Over the past couple of days, the suspension of the concession contract between Ghana and Power Distribution Services, and the reasons behind this move, have virtually monopolized news headlines in the country. This is rightly so – arguably the biggest and most strategically important deal entered into by the State has transformed into a public fiasco and the framework for the distribution of electricity to the southern half of Ghana is now hanging in limbo as a result. Households, private business enterprises and public institutions alike now find themselves in a state of uncertainty, with only the assurances of the very same state that apparently has bungled the most critical agreement it has entered into for decades, to hold onto with regards to the reliability of their access to power going forward.
Firstly and most importantly this newspaper however wishes to reaffirm those assurances; while government has failed miserably in its due diligence duties, it still has a firm handle on the supply of electricity through the returning Electricity Company of Ghana.
Unfortunately – but unsurprisingly – politics is distorting the unfortunate situation and the events leading up to it. Both the politicians themselves and their inflexible supporters are finding ways to blame everything on their political opponents and if care is not taken, what seems to be a clear-cut case of financial fraud will be subsumed by allegations of political malfeasance.
While this is unavoidable in Ghana’s sharply politically divided polity, it should not be allowed to create an escape route for whoever is found to be culpable of the hugely fraudulent acts behind this fiasco – or of the dereliction of duty that allowed it to pass without detection by the State for so long.
To be sure though, the allegations have not been proven yet and indeed, the concession given PDS has only been suspended, not outrightly revoked, this being a prudent precautionary measure. However, there are clear indications that sooner than later, PDS will not be in a position to hold the concession underpinning this entire sordid affair. Already the large and vocal lobby that opposed the concession right from the start has re-emerged into the open, leveraging the current debacle to argue for a permanent return to state-run electricity distribution.

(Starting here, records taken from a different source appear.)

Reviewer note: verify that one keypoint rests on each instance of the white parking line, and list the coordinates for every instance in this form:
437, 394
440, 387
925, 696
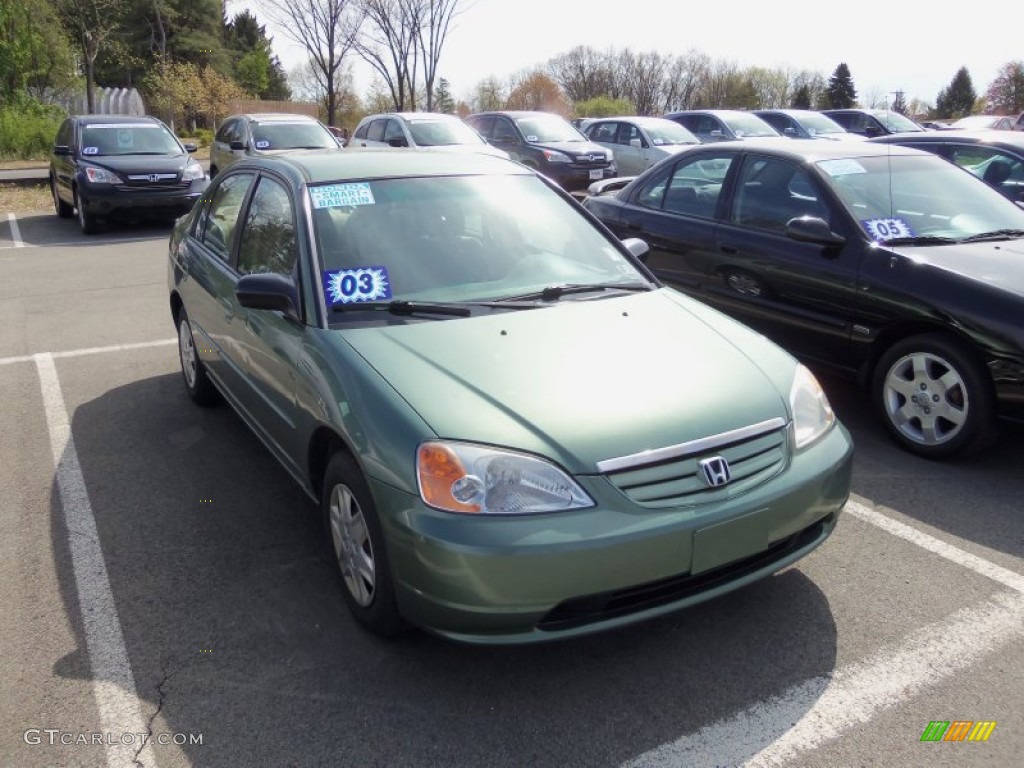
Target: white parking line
809, 715
90, 350
113, 682
15, 233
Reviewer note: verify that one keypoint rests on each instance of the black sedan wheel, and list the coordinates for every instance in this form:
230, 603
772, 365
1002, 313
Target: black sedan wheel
62, 210
198, 383
85, 219
934, 397
357, 545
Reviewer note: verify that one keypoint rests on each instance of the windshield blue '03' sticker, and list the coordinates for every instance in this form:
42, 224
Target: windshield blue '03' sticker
338, 196
882, 229
842, 167
351, 286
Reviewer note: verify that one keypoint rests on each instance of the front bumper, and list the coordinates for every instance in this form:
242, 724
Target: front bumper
115, 200
540, 578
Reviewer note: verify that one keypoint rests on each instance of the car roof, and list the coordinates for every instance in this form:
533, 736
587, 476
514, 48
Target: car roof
316, 166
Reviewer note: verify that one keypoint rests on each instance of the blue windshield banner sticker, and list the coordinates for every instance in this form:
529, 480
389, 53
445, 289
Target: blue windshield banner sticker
339, 196
351, 286
882, 229
843, 167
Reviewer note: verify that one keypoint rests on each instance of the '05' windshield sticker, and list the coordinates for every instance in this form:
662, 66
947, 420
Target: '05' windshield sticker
882, 229
843, 167
350, 286
339, 196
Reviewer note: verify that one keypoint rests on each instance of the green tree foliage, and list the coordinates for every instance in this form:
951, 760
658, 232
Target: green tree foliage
802, 98
841, 94
602, 107
1006, 93
956, 100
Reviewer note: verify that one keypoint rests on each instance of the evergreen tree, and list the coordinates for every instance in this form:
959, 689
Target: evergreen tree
802, 98
841, 93
956, 99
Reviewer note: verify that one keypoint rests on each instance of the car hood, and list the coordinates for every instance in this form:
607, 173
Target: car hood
998, 263
139, 163
580, 381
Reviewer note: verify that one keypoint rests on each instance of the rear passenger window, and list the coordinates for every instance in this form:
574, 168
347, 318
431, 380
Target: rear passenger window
218, 224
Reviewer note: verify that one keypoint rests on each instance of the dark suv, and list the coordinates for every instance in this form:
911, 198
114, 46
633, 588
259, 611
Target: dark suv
104, 166
547, 143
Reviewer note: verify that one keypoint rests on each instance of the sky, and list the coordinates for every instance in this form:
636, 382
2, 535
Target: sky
889, 45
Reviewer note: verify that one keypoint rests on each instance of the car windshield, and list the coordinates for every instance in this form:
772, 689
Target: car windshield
897, 123
285, 135
548, 128
903, 196
665, 132
128, 138
819, 125
749, 126
442, 133
455, 240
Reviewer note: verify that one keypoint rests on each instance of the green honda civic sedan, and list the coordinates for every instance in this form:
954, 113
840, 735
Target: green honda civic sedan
513, 430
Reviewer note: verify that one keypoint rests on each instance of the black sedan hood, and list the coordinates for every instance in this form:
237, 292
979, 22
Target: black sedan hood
125, 164
998, 263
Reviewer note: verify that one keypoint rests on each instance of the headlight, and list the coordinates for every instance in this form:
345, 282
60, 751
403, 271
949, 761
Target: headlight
194, 172
812, 416
477, 479
556, 157
101, 176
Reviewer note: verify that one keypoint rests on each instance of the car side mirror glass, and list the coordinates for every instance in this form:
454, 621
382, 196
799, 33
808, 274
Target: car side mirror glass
813, 229
268, 291
637, 247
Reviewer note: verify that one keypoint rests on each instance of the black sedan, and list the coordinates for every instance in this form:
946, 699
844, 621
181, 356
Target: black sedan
104, 166
885, 262
995, 157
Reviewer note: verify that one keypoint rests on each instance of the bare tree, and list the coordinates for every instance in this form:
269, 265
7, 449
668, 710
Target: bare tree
90, 23
328, 31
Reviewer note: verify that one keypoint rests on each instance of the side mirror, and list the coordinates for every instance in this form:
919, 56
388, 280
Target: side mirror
637, 247
813, 229
268, 291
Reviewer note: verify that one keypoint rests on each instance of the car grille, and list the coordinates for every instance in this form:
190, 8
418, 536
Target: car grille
581, 611
755, 454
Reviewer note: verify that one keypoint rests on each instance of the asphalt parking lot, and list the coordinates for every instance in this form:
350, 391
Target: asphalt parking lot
165, 596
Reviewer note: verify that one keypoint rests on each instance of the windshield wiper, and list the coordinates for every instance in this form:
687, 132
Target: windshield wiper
924, 240
994, 235
553, 293
404, 307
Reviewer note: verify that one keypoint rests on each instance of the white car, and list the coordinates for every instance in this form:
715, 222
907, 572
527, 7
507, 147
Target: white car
425, 130
638, 142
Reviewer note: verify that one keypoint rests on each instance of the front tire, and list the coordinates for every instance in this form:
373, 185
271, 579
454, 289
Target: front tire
62, 210
357, 545
85, 219
934, 396
198, 383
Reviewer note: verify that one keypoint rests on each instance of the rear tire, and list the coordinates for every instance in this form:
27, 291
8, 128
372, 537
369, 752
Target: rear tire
934, 396
358, 549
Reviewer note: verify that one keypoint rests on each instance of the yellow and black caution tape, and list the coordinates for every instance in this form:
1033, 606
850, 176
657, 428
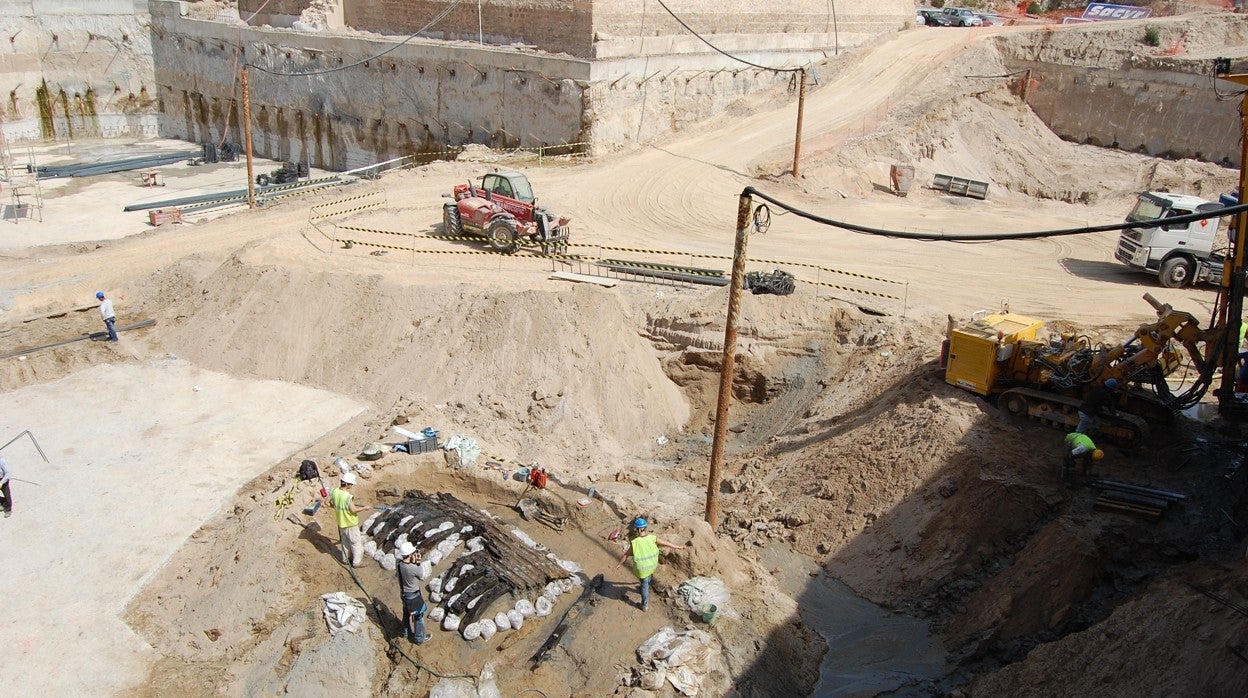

But Ghana should be careful not to throw out the baby with the bath water. It is the manner in which the concession was handled that is at fault not the concept behind the concession. Besides, the concession is only part of the much wider Power Compact with the United States which remains crucial to the fortunes of Ghana’s power sector going forward.
Therefore, it would be prudent to ring fence the PDS fiasco thus confining the necessary changes to the areas where foul play is confirmed. This means replacing PDS – if indeed the ongoing investigation finds it guilty of wrong doing – with another concessionaire, but under the same terms that PDS was to operate under. The simple way to do this is to enter negotiations with the second placed investors under the original bidding although an alternative would be to go through a new bidding process.
What is most important though is that government should learn its lesson and this time perform its roles properly, including that of due diligence and verification of bidders and their guarantors.
The vehicle with which Ghana wishes to carry its power sector forward is broken, but that is no excuse for trying to reinvent the wheel.